Pour parvenir à allier un niveau élevé de protection des consommateurs et le bon fonctionnement du marché intérieur, il est nécessaire de s’inscrire dans les principes du programme “Mieux légiférer”. Au contraire, la création proposée par la Commission européenne d’un mécanisme de compensation au moyen d’une action représentative ne prévoyant pas de garanties procédurales appropriées pourrait nuire considérablement aux entreprises, favoriser le forum shopping et créer des incertitudes juridiques, avec des conséquences incertaines en termes de protection effective du consommateur.

La Commission européenne a adopté aujourd’hui sa « nouvelle donne pour les consommateurs », qui vise à introduire en droit européen et national un mécanisme de recours collectifs au champ vaste, à travers la révision de la directive sur les injonctions de 2009.

La proposition de la Commission n’impose pas des garanties procédurales suffisantes aux États membres, contrairement à sa Recommandation de 2013 sur les recours collectifs.

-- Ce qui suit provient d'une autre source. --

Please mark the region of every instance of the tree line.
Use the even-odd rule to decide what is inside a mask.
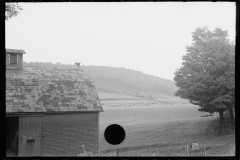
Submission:
[[[197,28],[192,45],[186,46],[182,67],[174,73],[179,88],[175,95],[199,105],[199,111],[218,112],[221,132],[225,111],[230,113],[231,125],[235,123],[235,44],[227,37],[221,28]]]

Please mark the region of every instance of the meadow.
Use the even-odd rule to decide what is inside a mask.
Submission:
[[[207,113],[197,111],[198,106],[175,97],[124,100],[116,96],[105,95],[105,100],[101,100],[104,110],[100,113],[101,153],[116,153],[119,149],[119,156],[186,156],[184,146],[189,141],[208,146],[209,156],[226,155],[234,148],[233,133],[220,137],[215,134],[218,114],[202,117]],[[110,145],[104,138],[104,130],[110,124],[125,129],[126,137],[120,145]]]

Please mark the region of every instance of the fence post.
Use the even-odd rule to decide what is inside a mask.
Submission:
[[[117,149],[117,157],[118,157],[118,152],[119,152],[119,149]]]

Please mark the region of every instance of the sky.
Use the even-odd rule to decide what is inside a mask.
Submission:
[[[127,68],[173,80],[198,27],[235,40],[234,2],[19,3],[5,21],[8,49],[26,62]]]

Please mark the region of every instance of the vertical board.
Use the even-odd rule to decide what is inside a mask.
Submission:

Par conséquent, les règles de recours varieront considérablement à travers l’UE. En l’absence de filtres appropriés pour éviter les recours abusifs et de garanties adéquates, notamment contre les honoraires conditionnels, l’opt-out et le financement des recours par des tiers, le projet de directive peut conduire à la fois à des contentieux abusifs et à du forum shopping. Les entités qualifiées pour lancer des recours pourraient être tentées d’intenter des actions en justice non pas là où des dommages sont survenus, mais là où les tribunaux leur sont les plus favorables.

En outre, la Commission a opté dans sa proposition pour des règles sur la charge de la preuve qui contredisent les règles de procédure civile dans divers États membres de l’Union européenne et devraient être évitées. Il est également inquiétant que les décisions finales des autorités administratives constatant des infractions dans le domaine de la protection des consommateurs puissent être contraignantes dans les actions en réparation devant les juridictions nationales, sans possibilité de réfuter la présomption. En outre, le projet de directive introduit des mécanismes de divulgation extensive qui, à l’instar des procédures de discovery américaines, peuvent entraîner des coûts et l’utilisation de ressources considérables. Stefano Micossi, Directeur général d’Assonime, l’association des sociétés par actions italiennes, a observé: « Une interaction incontrôlée ou non structurée des règles européennes et nationales pourrait entraîner un grand nombre d’incertitudes juridiques dans le marché intérieur, remettant en cause non seulement l’objectif de meilleure protection des consommateurs, mais les objectifs du programme “Mieux légiférer” de la Commission en tant que tel. »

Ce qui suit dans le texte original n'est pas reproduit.